Current Market Opinion

From 1990 to 1997, Kevin Haggerty served as Senior Vice President for Equity Trading at Fidelity Capital Markets, Boston, a division of Fidelity Investments. He was responsible for all U.S. institutional Listed, OTC and Option trading in addition to all major Exchange Floor Executions. For a free trial to Kevin’s Daily Trading Report, please click here.

Commentary for 10/17/11

This commentary includes excerpts from my recent Trading Service comments.

The SPX finished the week +6.0% to 1224.58, and is now +14% in 9 TD [includes 8/9] from the 1074.77 low on 10/4/11, which is an unsustainable vertical move, and the correction angle that follows to the downside is most often similar to the one up, but not necessarily price.
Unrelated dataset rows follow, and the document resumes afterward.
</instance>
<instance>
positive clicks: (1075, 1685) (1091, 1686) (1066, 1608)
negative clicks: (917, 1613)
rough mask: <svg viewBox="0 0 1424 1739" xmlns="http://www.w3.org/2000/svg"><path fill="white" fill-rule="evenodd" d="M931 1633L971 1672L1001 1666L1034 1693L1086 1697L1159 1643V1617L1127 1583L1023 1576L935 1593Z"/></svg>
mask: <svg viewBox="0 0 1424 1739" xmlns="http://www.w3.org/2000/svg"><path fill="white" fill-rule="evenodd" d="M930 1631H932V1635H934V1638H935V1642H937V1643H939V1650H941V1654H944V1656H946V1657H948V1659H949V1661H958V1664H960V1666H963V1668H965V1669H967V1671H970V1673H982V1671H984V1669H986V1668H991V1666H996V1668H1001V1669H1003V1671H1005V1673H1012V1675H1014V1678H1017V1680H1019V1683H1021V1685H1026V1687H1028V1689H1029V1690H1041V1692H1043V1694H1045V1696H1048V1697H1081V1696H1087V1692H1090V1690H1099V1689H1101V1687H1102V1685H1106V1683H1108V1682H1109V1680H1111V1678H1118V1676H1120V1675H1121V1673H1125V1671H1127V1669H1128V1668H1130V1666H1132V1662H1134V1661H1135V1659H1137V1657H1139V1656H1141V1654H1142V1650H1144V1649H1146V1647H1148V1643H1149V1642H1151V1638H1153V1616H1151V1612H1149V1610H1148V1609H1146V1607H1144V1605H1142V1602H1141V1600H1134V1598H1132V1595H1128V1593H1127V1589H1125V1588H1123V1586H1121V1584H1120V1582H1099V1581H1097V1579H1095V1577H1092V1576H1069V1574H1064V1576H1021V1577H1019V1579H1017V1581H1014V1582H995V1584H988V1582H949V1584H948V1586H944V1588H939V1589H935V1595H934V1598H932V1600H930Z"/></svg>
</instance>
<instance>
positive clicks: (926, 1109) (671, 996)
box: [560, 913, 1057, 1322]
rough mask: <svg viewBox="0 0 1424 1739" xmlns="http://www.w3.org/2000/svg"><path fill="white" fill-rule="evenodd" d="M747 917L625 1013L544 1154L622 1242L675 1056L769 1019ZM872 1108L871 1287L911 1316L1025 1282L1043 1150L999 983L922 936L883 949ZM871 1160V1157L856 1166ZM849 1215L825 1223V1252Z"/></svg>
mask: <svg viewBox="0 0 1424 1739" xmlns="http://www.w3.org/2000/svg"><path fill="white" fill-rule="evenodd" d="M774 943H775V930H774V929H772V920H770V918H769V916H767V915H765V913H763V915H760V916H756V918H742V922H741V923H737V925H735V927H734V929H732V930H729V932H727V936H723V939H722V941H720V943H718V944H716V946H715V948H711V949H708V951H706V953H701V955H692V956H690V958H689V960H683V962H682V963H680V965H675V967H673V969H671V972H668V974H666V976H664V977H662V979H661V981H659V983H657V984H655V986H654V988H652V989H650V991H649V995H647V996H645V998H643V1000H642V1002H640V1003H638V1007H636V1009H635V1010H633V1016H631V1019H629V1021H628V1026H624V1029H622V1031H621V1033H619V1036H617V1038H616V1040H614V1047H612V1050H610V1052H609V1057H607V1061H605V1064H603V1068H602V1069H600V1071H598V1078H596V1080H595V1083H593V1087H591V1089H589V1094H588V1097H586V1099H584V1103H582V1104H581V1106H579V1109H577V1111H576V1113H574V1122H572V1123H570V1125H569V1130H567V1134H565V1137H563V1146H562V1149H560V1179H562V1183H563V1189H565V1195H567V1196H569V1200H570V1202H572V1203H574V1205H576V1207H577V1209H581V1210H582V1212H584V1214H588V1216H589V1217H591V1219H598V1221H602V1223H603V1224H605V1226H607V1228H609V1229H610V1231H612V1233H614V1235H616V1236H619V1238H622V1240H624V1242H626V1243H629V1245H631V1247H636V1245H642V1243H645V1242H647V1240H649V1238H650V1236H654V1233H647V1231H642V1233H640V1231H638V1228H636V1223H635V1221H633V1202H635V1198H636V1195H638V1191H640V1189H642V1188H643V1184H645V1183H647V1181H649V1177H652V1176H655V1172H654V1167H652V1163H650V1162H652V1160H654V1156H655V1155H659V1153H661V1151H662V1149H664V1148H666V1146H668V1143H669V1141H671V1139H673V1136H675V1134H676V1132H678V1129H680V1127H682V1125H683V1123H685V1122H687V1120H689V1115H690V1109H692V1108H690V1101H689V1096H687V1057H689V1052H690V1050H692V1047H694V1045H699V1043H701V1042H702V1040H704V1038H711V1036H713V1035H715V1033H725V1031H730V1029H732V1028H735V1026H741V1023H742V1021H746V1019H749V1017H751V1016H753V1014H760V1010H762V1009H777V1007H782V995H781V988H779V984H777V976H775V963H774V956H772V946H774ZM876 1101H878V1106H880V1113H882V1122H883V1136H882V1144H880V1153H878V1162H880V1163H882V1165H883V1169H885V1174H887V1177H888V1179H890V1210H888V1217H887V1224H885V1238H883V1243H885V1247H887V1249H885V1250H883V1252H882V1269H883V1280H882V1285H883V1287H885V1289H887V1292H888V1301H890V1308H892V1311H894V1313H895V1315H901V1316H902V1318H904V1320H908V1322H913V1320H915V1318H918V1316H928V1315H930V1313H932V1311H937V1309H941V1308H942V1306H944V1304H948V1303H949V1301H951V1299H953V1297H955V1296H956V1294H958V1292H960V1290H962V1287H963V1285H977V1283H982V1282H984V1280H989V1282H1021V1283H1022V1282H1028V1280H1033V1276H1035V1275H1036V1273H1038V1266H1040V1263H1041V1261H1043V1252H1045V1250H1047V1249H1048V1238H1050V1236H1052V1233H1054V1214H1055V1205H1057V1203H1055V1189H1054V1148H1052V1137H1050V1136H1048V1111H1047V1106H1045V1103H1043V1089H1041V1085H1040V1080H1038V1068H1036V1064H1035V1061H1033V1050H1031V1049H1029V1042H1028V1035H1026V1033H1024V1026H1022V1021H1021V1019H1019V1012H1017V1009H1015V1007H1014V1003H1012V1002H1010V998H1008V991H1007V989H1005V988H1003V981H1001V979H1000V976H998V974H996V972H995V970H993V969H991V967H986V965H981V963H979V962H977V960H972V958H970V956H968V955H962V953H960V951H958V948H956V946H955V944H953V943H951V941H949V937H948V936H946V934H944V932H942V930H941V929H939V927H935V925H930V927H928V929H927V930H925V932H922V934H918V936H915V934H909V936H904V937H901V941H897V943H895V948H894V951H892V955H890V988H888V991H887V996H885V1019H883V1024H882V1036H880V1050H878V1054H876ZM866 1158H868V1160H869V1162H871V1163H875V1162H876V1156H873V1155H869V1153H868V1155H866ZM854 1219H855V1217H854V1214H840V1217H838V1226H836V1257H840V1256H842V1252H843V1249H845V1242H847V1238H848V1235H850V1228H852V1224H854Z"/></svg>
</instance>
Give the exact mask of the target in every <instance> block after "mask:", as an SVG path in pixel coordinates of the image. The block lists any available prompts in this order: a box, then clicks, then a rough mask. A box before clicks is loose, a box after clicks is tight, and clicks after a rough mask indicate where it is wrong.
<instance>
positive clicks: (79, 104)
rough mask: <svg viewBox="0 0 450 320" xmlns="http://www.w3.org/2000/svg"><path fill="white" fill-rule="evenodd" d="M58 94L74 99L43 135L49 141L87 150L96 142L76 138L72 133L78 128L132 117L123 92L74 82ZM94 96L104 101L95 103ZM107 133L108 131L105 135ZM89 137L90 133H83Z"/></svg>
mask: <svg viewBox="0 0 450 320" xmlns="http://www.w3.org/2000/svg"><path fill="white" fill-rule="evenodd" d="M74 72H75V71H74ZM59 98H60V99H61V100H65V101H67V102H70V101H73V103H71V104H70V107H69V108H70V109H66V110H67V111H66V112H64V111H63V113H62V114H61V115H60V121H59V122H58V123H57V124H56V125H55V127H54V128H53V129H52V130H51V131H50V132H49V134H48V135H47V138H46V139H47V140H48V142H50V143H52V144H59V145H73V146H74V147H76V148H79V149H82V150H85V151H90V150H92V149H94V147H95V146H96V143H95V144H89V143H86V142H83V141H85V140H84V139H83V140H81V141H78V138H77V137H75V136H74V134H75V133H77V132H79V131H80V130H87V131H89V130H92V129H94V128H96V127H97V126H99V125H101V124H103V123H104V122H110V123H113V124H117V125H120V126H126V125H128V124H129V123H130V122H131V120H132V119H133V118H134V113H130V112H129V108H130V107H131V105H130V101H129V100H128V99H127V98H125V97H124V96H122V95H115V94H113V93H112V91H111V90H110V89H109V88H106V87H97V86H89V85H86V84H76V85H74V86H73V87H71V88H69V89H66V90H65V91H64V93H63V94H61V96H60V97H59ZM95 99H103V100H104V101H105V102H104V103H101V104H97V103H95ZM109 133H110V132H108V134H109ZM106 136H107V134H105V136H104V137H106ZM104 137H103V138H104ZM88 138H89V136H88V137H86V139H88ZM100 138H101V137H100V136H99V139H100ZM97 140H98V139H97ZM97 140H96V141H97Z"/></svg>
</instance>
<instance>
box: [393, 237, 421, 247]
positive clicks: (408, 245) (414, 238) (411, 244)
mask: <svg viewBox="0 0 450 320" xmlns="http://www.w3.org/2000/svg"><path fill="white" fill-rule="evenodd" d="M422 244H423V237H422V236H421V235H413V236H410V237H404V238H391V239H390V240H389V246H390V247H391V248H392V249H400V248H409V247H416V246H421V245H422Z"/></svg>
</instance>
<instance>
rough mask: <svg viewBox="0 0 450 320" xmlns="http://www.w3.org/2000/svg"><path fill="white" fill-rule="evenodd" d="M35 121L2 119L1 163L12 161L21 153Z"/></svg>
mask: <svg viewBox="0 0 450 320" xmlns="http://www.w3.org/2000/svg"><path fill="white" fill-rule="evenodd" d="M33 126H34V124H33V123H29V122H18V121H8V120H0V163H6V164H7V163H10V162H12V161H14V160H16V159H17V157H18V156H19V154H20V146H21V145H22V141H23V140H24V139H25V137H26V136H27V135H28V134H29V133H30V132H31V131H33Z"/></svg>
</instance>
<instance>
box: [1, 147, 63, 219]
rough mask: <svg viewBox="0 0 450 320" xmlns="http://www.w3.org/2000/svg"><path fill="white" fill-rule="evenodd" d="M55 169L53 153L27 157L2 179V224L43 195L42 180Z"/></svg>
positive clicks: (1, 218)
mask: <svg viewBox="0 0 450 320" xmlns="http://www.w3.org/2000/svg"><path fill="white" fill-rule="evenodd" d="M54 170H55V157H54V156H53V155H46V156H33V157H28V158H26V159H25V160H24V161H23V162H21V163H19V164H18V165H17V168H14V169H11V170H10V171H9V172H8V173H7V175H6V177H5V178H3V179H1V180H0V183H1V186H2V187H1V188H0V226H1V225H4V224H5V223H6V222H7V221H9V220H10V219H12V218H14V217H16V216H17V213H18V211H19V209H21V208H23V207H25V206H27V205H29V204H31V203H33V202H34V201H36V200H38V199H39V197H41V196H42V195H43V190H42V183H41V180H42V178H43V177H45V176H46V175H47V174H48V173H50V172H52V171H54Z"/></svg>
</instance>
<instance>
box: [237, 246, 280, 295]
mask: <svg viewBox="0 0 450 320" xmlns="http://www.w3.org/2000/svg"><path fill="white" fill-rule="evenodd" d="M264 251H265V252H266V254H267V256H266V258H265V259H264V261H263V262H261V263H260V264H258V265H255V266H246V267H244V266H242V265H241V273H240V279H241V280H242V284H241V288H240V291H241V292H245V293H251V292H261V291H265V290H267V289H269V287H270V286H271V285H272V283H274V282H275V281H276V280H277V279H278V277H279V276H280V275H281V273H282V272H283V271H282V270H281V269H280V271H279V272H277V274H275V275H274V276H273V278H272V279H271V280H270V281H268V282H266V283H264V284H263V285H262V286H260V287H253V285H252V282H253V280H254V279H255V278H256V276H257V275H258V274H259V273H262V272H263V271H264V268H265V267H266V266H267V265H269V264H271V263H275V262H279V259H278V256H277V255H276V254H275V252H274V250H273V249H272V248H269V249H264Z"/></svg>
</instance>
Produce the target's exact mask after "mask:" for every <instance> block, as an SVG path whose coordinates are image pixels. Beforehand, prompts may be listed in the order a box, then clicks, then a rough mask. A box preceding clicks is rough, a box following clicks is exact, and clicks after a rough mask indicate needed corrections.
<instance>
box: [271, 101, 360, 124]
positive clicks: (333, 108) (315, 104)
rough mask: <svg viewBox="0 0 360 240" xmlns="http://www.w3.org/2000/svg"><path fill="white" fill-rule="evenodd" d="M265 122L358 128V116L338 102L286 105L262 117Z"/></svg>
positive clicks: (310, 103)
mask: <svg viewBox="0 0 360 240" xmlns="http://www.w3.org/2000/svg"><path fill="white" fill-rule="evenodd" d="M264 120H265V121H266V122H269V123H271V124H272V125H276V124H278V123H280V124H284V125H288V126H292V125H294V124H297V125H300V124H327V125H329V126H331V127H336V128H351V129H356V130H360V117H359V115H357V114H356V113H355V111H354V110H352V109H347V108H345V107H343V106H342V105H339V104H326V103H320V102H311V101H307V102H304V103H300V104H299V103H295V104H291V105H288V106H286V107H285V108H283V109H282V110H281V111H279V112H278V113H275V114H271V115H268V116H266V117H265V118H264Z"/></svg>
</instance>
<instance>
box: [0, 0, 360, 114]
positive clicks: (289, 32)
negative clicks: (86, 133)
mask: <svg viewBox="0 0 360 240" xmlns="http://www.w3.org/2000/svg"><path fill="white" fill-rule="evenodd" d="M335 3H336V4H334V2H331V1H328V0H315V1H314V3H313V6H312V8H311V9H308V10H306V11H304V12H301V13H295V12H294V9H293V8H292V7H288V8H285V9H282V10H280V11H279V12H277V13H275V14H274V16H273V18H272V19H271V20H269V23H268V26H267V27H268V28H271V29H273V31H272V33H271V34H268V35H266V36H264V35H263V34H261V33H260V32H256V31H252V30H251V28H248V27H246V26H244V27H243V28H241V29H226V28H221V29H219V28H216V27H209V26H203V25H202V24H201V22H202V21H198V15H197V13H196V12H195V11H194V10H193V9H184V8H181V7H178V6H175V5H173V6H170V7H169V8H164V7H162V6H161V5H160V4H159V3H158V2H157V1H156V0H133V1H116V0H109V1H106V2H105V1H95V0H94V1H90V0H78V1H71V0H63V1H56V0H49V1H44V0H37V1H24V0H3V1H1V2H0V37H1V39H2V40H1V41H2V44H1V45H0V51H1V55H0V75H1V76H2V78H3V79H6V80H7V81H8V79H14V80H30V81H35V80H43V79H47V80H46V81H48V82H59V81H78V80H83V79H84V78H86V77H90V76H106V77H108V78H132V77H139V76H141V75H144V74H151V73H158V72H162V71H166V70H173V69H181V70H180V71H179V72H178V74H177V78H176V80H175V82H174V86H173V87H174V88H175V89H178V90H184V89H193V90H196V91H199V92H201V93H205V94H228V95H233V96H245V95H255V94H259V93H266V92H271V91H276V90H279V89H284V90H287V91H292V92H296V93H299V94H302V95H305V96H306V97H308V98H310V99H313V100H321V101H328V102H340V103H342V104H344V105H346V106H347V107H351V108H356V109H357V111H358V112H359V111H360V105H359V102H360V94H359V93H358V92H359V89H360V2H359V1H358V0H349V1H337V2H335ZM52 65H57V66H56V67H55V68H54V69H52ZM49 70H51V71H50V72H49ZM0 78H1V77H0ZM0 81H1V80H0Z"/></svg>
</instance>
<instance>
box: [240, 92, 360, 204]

The weekly average volume last week of 917mm shs is the lowest since the 849mm shs the week ending 7/22/11 when the SPX made the 1347 high on 7/20/11, which preceded the -18.2% decline to the 1101.54 8/9/11 low.

There have been 46 TD in the trading range starting from the 1101.54 low to the 1230.71 high, 1074.77 low, and now the 1224.58 close Fri. There have been 7 percentage swings within that 46 day range of +9.6, -7.2, +9.8, -7.7, +7.4, -11.9, and +14 from 1074.77 to the Fri 1224.58 close. That is a total travel range volatility of about 67%, which is obviously not a rational market. The SPX resistance is clearly defined on the H&S chart at the 1235 200DEMA, and then the neckline in the 1260 zone with the 200SMA. The 5 RSI is 78.15 and the odds obviously favor a correction, especially into the next couple of weeks.

The SPX is -2.6% YTD and Nov starts the strong seasonal period, which according to the trivia [J. Minton] is obviously significant as it is a pre-election year, and the last time it suffered a yearly pre-election loss was 1931 preceding the all-time SPX bear market low at 4.40 Since then, the DOW 30 plus dividends has averaged a return of almost 18% in the pre-election year.

I think the most bullish technical scenario would be for the SPX to pull back and form the balance of the Inverse H&S pattern, and then rally into the Nov-April seasonally positive period, but it is not based on anything fundamentally or economically positive that is obvious now, but the pre-election year track record certainly increases the odds. Also, an inverse H&S B/O right into the neckline of a previous H&S breakdown with not much range in between could end up with a grinding sideways market for a period of time.

The next correction following this rally won`t be another 1931, but if it is a reasonable decline into the end of Oct it would set the market up for a strong rally, at least into year end. The “buy them Nov 1st and sell them in May” crowd is probably very anxious to play, because they sure as hell avoided an ugly market by “selling in May and going away”.

The market is either up or down each day according to the media depending on the Euro debt news, which means they can print sensational headlines etc each day to sell papers and TV time, and this has been the case for almost 20 months now since the media picked up on the Euro Zone problems. It gives them cover to duck the reality that the US has been and is already in a second dip recession, but when it is confirmed by the Govt agency it is usually over [Don`t hold your breath]

A headline last week in one of the Democratic leaning media sources stated that “ No US Recession as economic forecasts improve”, and then there was another report that stated the percentage of decline in Household Income has doubled since Obama`s self proclaimed recovery started compared to the recession of 2007-2009 [Say What!] I bet on the reality not the forecasts, which have been so not correct by almost all of the academic economists that surround Obama.

The market is a Casino, and the “game” was mostly about the gap openings last week on 4 of 5 trading days. It gapped up on Mon, opened in-line Tues following the +13 point markup in the last 30 min on Mon, gapped up Wed, gapped down Thur and had a significant gap up on Fri. The trends after the gap opening periods were mostly sideways so the Euro zone has wagged the dog. It has been either “risk on” or “risk off” for the last two weeks as the SPX has advanced +14% low to high during this rally from the 1074.77 low last week. I don`t expect that scenario to change anytime soon.

Sell the resistance zone outlined on the SPX chart included in this commentary, and if there is a significant correction into the end of Oct the odds favor the pre-election year and seasonal rally.